The vast majority of adenovirus research to date has focused on the species C, Ad5. Several oncolytic adenoviruses (OAds) have demonstrated limited efficacy in clinical trials as a result of poor viral persistence [104,105]. Although this is, in part, related to the early design of these viruses, it may also result from high levels of pre-existing immunity [106]. A substantial proportion of the population will have experienced an acute adenovirus infection, and many will have developed neutralising antibodies against the most common Ad serotypes [32]. Activation of anti-tumour immunity whilst dampening the innate host anti-viral immune response is essential to the success of OAds. An alternative approach, therefore, may be through the development of alternative, low seroprevalence adenoviral species, such as those from Species B or D, which tend to have naturally low levels of pre-existing immunity in the population [107]. Such serotypes may also exhibit naturally lower levels of off target uptake due to reduced interactions with components of the blood. Ad5 is known to bind to FX in serum which mediates sequestration by the liver and can impact virus delivery to the tumour [108]. FX binds the hexon protein on Ad5 capsid and can result in off target uptake [109]. It was observed that alternative species, for example species D Ad26, does not bind FX in the same manner as Ad5 [109]. This knowledge was used to identify key residues in FX binding through sequence alignment and has fed into the production of retargeted Ad vectors however the use of alternative species as an alternative to Ad5 has not been fully explored [71]. The use of novel oncolytics developed from rarely isolated serotypes from species D may represent an exciting and alluring possibility, where the diverse nature of this species represents a significant and largely untapped repository for investigation. Recent significant progress has been made in this regard by the Ehrhardt laboratory, who have investigated a larger spectrum of adenoviral vectors and begun to evaluate their potential for oncology applications [110,111].

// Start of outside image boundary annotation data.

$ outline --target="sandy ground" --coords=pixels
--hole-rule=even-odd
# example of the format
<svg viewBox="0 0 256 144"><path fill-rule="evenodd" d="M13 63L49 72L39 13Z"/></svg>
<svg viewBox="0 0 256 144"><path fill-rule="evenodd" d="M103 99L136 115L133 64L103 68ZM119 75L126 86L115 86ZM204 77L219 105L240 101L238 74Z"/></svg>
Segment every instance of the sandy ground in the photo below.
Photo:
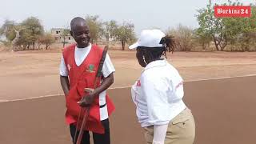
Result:
<svg viewBox="0 0 256 144"><path fill-rule="evenodd" d="M109 54L116 68L109 90L117 107L110 118L112 142L144 143L129 88L142 69L134 51ZM62 94L60 57L53 51L0 53L0 143L70 143L63 96L50 97ZM245 76L256 74L256 53L176 52L167 57L186 82L196 144L255 143L256 77ZM18 100L37 97L42 98Z"/></svg>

Alternative adenoviral species offer many advantages over the commonly used Ad5-based therapies however, despite their increasing popularity as platforms for vaccine applications, they are poorly represented in the clinical oncology setting. Ad5/kn3 pseudotype has demonstrated some limited efficacy in ovarian cancer [112,113]. This targets via species B receptors which are not cancer specific and maintain the previously outlined issues associated with Ad5-based vectors.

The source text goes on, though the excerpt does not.